Mainstream RL Package Design

Date: 2026-03-12

Related documents:

  • docs/plans/2026-03-09-rl-package-roadmap-design.md
  • docs/plans/2026-03-09-rl-training-package.md
  • docs/plans/2026-03-12-atari-recurrent-ppo-phase1.md
  • docs/plans/2026-03-12-bcq-bear-phase5.md
  • docs/plans/2026-03-12-trpo-discrete-sac-crossq-phase6.md
  • docs/plans/2026-03-12-drqv2-phase7.md
  • docs/plans/2026-03-12-crr-phase8.md
  • docs/plans/2026-03-12-rebrac-phase9.md
  • docs/plans/2026-03-12-calql-phase10.md
  • docs/plans/2026-03-12-xql-phase11.md
  • docs/plans/2026-03-12-edac-phase12.md
  • docs/plans/2026-03-12-rlpd-phase13.md
  • docs/plans/2026-03-12-awr-phase14.md
  • docs/plans/2026-03-12-marwil-phase15.md

Goal

Define how rl_training should evolve from a growing RL algorithm collection into an easy-to-adopt mainstream reinforcement learning package.
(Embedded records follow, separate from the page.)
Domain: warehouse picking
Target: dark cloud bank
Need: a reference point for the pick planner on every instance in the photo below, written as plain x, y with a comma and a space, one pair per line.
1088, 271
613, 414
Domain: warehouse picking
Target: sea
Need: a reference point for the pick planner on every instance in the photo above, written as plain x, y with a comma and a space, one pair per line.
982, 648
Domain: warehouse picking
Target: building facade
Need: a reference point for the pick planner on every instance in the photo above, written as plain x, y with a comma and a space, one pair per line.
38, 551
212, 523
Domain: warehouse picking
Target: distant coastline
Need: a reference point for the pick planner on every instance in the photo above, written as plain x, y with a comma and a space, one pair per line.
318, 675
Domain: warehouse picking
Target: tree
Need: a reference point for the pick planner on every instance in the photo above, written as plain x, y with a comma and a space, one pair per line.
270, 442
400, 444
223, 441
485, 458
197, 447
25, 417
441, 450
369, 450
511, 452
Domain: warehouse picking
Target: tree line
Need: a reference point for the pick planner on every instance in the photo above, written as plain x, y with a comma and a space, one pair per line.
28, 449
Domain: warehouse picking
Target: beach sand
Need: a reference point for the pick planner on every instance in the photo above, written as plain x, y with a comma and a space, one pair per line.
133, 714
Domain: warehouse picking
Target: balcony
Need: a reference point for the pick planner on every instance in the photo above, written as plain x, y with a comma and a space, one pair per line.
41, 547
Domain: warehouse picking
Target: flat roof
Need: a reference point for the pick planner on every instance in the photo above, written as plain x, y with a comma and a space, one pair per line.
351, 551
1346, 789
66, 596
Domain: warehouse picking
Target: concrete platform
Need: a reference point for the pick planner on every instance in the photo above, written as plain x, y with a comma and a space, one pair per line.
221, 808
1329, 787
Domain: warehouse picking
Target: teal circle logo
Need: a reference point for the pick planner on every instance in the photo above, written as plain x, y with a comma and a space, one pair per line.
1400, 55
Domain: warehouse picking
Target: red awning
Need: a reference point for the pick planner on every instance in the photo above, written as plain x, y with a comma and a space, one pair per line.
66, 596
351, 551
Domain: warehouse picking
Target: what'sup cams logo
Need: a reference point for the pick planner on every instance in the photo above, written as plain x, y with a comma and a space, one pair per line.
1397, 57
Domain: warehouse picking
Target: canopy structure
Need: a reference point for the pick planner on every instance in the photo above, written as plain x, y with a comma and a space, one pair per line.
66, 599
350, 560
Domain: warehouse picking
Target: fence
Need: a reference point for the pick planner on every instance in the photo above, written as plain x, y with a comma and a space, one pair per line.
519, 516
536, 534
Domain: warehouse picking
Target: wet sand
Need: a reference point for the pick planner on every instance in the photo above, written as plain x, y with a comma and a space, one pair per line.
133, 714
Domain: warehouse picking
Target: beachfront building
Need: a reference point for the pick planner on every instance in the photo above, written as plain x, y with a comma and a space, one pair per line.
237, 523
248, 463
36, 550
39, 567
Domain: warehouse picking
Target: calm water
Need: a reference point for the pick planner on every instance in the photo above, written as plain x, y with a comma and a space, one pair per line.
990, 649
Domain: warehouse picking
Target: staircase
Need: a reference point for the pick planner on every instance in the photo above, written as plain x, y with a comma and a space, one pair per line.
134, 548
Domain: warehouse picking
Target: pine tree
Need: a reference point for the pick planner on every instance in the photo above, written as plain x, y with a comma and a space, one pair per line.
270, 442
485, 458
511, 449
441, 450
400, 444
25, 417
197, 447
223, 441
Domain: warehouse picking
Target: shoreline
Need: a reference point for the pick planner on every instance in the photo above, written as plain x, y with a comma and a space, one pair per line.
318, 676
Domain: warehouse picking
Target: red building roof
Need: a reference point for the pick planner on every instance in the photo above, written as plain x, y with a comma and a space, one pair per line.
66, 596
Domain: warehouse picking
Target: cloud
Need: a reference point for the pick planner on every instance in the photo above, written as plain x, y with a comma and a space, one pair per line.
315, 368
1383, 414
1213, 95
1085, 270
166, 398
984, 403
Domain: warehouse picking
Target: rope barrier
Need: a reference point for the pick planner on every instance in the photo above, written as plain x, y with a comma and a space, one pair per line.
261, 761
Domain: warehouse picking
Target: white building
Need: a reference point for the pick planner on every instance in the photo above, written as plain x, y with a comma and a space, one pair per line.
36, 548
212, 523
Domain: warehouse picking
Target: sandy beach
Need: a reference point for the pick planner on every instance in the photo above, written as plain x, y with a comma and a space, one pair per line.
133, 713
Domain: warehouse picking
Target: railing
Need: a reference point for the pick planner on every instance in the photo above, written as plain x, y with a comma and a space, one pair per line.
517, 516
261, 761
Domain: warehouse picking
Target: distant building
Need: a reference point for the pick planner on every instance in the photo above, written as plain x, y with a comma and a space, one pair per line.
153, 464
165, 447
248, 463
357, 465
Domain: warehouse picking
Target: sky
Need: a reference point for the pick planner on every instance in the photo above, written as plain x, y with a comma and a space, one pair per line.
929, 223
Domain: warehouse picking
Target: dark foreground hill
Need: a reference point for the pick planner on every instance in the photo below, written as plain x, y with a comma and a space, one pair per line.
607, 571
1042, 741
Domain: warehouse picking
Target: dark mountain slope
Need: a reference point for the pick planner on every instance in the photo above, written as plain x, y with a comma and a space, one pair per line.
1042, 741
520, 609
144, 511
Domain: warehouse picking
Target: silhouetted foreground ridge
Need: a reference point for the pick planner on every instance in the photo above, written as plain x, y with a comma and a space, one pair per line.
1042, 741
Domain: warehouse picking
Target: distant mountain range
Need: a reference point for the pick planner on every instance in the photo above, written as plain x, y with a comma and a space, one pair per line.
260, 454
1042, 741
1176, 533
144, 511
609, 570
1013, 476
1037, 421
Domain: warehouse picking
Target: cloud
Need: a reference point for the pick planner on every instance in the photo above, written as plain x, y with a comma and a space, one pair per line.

This document answers a practical question:

What product shape gives rl_training the best chance of becoming a widely used RL deep learning package?

External Product Anchors

The direction in this document is based on the public positioning of the main projects users already treat as reference points:

  • Stable-Baselines3 keeps a stable core API with strong ergonomics and readable training workflows.
  • sb3-contrib isolates more advanced or less battle-tested algorithms such as recurrent PPO from the core stability promise.
  • RL Baselines3 Zoo turns presets, benchmark configs, and run scripts into a first-class product surface rather than leaving them as scattered examples.
  • CleanRL proves that highly readable reference scripts and benchmark visibility materially improve adoption.
  • Tianshou and TorchRL show that collector, environment, and runtime boundaries matter as much as algorithm count once a library moves beyond toy scale.

References:

  • https://github.com/DLR-RM/stable-baselines3
  • https://github.com/Stable-Baselines-Team/stable-baselines3-contrib
  • https://github.com/DLR-RM/rl-baselines3-zoo
  • https://github.com/vwxyzjn/cleanrl
  • https://github.com/thu-ml/tianshou
  • https://github.com/pytorch/rl

Product Thesis

rl_training should not try to win by adding the largest number of algorithm names. The fastest path to mainstream adoption is to make the package easy to install, easy to run, easy to trust, and easy to reproduce.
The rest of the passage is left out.